Amato fece più o meno lo stesso. Compiti impossibili? O semplicemente improponibili nel regime partitocratico – citiamo Marco Pannella – che governa il Paese? I partiti sono morti, ma la partitocrazia è viva e vegeta. E non riguarda solo le organizzazioni che hanno preso il posto dei partiti tradizionali, ma da sempre coinvolge le organizzazioni sindacali. Sul finanziamento ai partiti ci si è stracciati le vesti (non tutte) a volte lacerando qualche abito di qualità. Sul finanziamento dei sindacati il silenzio è tombale e chi pone il problema è un nemico del popolo.

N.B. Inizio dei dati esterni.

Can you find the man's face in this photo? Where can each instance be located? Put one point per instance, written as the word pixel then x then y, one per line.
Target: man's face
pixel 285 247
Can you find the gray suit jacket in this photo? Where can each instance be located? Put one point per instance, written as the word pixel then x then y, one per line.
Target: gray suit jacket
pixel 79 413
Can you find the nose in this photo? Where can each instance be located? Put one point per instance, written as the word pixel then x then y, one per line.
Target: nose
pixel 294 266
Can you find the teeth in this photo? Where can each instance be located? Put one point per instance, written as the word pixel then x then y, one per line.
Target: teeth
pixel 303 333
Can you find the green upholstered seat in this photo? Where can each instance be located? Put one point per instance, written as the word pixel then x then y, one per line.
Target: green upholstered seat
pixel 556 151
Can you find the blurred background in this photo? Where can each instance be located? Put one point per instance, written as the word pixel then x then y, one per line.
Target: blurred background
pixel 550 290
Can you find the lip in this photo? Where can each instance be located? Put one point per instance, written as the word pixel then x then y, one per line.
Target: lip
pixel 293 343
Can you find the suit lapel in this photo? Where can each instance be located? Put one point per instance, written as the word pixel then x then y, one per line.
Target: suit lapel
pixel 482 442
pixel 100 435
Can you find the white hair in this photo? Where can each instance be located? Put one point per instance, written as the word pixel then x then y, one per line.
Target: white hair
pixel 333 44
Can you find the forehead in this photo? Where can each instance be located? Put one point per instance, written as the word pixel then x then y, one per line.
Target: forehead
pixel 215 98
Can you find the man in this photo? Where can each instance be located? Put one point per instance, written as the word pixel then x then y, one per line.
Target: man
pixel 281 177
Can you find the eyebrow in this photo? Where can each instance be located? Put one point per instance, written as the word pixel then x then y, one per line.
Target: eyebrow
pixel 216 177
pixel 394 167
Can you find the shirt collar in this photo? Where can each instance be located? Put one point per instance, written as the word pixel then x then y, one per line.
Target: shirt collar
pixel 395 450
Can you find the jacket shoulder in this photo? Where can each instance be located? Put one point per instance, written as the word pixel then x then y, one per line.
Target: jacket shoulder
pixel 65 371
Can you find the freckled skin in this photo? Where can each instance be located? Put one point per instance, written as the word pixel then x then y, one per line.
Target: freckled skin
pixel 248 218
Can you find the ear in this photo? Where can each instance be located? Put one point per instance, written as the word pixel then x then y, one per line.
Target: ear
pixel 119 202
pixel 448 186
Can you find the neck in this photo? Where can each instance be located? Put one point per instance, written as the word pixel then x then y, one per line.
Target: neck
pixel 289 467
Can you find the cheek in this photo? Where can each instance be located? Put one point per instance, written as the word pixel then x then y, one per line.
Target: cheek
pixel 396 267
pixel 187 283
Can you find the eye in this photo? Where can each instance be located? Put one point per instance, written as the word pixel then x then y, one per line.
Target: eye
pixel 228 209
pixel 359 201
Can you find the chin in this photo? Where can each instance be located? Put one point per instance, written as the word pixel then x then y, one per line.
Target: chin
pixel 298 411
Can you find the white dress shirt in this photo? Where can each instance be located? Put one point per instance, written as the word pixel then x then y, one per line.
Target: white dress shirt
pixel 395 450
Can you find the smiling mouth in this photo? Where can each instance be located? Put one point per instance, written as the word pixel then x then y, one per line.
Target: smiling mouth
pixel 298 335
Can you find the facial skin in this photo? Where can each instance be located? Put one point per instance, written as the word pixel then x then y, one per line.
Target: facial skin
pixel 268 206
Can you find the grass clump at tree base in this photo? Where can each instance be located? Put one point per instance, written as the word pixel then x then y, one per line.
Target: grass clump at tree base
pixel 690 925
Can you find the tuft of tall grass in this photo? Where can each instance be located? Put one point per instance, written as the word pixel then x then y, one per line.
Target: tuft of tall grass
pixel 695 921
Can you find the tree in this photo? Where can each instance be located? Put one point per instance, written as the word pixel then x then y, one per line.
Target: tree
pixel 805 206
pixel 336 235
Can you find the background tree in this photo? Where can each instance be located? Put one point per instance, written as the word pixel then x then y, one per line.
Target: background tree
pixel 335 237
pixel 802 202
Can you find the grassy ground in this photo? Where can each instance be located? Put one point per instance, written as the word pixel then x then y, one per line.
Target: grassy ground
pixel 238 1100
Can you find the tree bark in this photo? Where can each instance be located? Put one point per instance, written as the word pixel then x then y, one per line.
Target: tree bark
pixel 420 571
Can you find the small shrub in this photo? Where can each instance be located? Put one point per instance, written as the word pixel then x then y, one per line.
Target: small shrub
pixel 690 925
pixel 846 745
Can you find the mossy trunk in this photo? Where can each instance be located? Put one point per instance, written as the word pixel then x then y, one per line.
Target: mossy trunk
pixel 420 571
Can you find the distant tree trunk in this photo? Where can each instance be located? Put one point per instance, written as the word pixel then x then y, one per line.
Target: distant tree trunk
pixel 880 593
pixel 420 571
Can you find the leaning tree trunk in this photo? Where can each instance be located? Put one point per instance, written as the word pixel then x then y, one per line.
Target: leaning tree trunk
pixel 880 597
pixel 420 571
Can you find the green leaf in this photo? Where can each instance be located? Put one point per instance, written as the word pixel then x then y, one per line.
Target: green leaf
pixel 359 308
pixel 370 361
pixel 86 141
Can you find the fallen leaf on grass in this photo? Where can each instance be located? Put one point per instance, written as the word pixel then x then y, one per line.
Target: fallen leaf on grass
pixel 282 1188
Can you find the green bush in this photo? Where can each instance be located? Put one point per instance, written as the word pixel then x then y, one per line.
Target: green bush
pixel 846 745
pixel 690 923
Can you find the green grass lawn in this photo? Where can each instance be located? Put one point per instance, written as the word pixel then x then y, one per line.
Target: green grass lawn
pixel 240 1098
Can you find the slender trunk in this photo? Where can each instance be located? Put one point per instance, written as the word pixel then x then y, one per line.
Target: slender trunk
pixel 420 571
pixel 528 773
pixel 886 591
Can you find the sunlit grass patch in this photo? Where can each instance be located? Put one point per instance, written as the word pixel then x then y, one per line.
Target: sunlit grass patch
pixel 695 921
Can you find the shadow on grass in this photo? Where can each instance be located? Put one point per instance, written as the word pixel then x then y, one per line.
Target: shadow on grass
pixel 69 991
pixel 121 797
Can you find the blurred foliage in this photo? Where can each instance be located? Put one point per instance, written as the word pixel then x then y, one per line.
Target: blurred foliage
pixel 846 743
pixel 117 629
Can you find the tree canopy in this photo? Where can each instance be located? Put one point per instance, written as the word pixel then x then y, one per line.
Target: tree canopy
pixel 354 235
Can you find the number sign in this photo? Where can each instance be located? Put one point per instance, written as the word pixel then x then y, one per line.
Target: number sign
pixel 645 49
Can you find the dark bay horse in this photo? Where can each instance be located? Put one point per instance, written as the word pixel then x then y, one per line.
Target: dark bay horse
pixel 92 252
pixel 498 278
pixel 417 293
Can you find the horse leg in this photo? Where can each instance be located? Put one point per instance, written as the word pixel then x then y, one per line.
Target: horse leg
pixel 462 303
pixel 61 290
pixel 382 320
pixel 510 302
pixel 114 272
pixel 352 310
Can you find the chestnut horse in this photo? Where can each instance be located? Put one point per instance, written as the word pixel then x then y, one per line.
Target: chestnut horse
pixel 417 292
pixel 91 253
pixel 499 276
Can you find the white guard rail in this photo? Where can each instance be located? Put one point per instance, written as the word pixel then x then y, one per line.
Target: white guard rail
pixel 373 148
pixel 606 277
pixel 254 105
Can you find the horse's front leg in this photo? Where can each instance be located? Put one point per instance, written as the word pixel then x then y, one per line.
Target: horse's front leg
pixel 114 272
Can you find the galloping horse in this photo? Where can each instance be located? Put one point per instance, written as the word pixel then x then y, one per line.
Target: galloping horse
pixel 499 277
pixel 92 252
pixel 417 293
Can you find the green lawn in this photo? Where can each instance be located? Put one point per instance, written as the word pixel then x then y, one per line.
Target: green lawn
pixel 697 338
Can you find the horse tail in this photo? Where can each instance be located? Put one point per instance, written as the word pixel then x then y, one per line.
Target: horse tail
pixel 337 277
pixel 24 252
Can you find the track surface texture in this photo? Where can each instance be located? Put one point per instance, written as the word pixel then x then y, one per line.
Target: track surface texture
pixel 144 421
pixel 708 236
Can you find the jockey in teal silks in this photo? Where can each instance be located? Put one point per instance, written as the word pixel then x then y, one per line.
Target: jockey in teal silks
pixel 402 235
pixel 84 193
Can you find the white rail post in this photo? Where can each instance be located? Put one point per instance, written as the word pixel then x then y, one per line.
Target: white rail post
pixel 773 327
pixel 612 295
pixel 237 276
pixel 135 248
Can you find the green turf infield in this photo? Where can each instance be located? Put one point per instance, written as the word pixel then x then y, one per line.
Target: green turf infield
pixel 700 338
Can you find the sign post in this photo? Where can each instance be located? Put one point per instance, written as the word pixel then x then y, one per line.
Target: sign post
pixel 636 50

Nessuna intenzione di fare intemerate, ma visto che si continua a parlare di concertazione e confronto sindacale – anche in questi giorni e anche se le tre principali confederazioni non sono concordi tra loro, come sull’idea del salario minimo per legge – sarebbe utile farsi qualche domanda sulle risorse, oltre che sulla rappresentatività. La società liquida e la tendenza alla disintermediazione sollecitata anche dalle nuove tecnologie non può riguardare solo i partiti. Se questi sono defunti sarebbe sbagliato non chiedersi se le altre strutture nate dalla fondazione della Repubblica (e che hanno goduto, forse giustamente, della cospicua eredità anche immobiliare dello Stato fascista) possano essere considerate allo stesso modo, nel tempo.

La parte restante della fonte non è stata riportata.